I will readily admit that I have a distinct love-hate relationship with my profession at the moment. The job offers unique and indispensable knowledge and situations that you could never get any where else. On a daily basis I am often confronted with a situation that in now way I am trained to handle. For instance, providing housing and protection for over 80 soldiers in a country where building materials and resources are at a minimum. So of course you improvise. Currently my platoon is living in an abandoned school building that we renovated with electrical house wiring and hescoes for added protection. Those are the kind of problems you learn to solve.
But I will tell you the real struggle is dealing with people that really have no connection to a war while being right in the middle of one. For instance, 80% of soldiers really don't leave the wire and most spend an inordinate amount of time at a desk working on PowerPoint or sending emails. The closes thing to a fight they see is when it is displayed on a screen. Unfortunately they don't feel the day in day out misery of dealing with substandard living conditions and the possibility that something terrible could happen at every minute. And to add on this whole scenario is typical for senior leadership. They unfortunately don't see the day-to-day life of a grunt. The only hope is that they trust the guys on the ground enough to give them the space to accomplish their mission.
The long and short is that after 8 months of being in Afghanistan it hasn't gotten better or worse. It is simply a daily hellish situation that soldiers go through. I am sure it is merely the pessimism and fatigue at this point but that is what blogs are for, to disseminate feelings across the world.

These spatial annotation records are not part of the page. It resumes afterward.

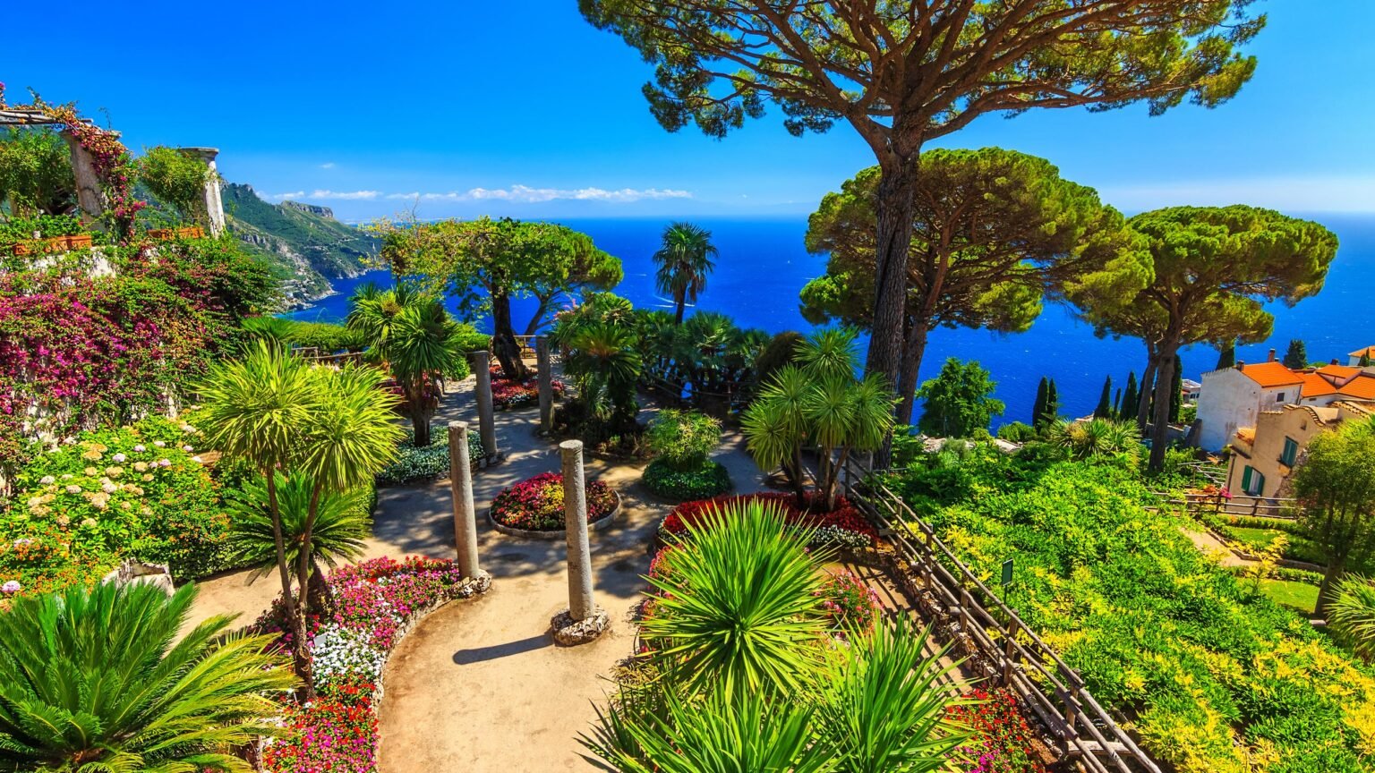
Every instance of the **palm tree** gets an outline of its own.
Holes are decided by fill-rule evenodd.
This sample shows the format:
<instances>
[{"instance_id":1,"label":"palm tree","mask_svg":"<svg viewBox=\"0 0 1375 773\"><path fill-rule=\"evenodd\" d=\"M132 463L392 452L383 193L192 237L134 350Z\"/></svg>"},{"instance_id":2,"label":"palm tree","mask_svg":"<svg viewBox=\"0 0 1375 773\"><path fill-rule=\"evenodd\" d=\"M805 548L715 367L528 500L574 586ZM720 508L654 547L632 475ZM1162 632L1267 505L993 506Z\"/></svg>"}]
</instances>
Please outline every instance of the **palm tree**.
<instances>
[{"instance_id":1,"label":"palm tree","mask_svg":"<svg viewBox=\"0 0 1375 773\"><path fill-rule=\"evenodd\" d=\"M231 747L272 734L265 695L292 673L271 637L220 615L177 635L197 587L69 587L19 598L0 624L0 767L70 773L253 767Z\"/></svg>"},{"instance_id":2,"label":"palm tree","mask_svg":"<svg viewBox=\"0 0 1375 773\"><path fill-rule=\"evenodd\" d=\"M282 510L286 560L287 564L294 564L300 560L301 532L311 510L315 481L304 473L286 477L276 472L274 477ZM320 495L319 513L311 532L311 585L307 590L311 594L312 608L327 611L333 601L320 565L334 569L341 563L356 561L363 556L370 527L371 498L371 491L367 488L329 491ZM230 546L239 564L256 565L248 578L252 583L276 568L267 486L249 481L242 491L232 491L226 499L230 512Z\"/></svg>"},{"instance_id":3,"label":"palm tree","mask_svg":"<svg viewBox=\"0 0 1375 773\"><path fill-rule=\"evenodd\" d=\"M639 635L675 682L693 692L800 689L814 666L806 646L826 630L810 534L789 530L777 505L730 505L689 524L649 578L659 591Z\"/></svg>"},{"instance_id":4,"label":"palm tree","mask_svg":"<svg viewBox=\"0 0 1375 773\"><path fill-rule=\"evenodd\" d=\"M392 422L396 396L381 388L384 375L374 367L333 369L307 366L298 358L261 344L248 358L212 369L199 388L199 424L212 447L231 459L245 459L261 470L282 597L292 619L292 656L304 682L304 697L314 696L311 653L305 630L311 600L312 538L320 502L329 494L371 484L378 470L396 455L403 436ZM283 539L282 506L276 472L304 475L312 481L305 520L296 546L296 587L292 594L292 561Z\"/></svg>"},{"instance_id":5,"label":"palm tree","mask_svg":"<svg viewBox=\"0 0 1375 773\"><path fill-rule=\"evenodd\" d=\"M367 338L371 359L390 371L402 391L402 410L411 421L415 447L428 447L439 384L463 356L458 322L443 301L406 285L390 290L362 285L349 303L348 327Z\"/></svg>"},{"instance_id":6,"label":"palm tree","mask_svg":"<svg viewBox=\"0 0 1375 773\"><path fill-rule=\"evenodd\" d=\"M664 228L663 246L654 253L659 271L654 283L660 293L672 296L678 307L674 322L682 325L683 308L697 303L697 294L707 289L707 275L716 267L711 259L716 246L711 231L692 223L672 223Z\"/></svg>"}]
</instances>

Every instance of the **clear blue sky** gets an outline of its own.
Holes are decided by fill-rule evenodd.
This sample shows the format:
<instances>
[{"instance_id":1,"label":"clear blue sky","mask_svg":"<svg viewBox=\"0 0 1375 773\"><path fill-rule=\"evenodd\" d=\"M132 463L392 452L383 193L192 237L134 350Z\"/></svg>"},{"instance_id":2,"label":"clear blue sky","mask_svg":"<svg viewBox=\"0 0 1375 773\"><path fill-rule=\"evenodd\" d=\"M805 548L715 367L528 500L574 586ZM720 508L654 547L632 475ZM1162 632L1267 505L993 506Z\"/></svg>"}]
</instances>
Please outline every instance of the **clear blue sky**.
<instances>
[{"instance_id":1,"label":"clear blue sky","mask_svg":"<svg viewBox=\"0 0 1375 773\"><path fill-rule=\"evenodd\" d=\"M33 87L104 110L135 149L220 147L227 179L344 219L407 194L432 194L426 217L806 213L873 162L847 127L795 139L777 110L725 140L664 132L639 94L650 69L575 0L7 6L11 100ZM942 144L1045 155L1129 212L1375 212L1375 3L1257 7L1260 69L1220 109L986 117Z\"/></svg>"}]
</instances>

But to end on a good note one very interesting situation caught me off guard a few weeks ago. We were moving through one of the hundreds of villages in our Area of Operations and we stopped to talk to a few people. One little kid looked at me kind of funny and asked through the interpreter "Are you not from America, the greatest country in the world?" I simply responded "Yes" and the kid fires right back with "well then why are you so dirty?"
I thought it was so funny simply because this 5 year old afghan kid was able to see something so basic but was so provocative at the same time. I really miss having the simple views of being a kid. Unfortunately this adult world has gotten so caught up in semantics and BS that we forget to see simple things like being dirty.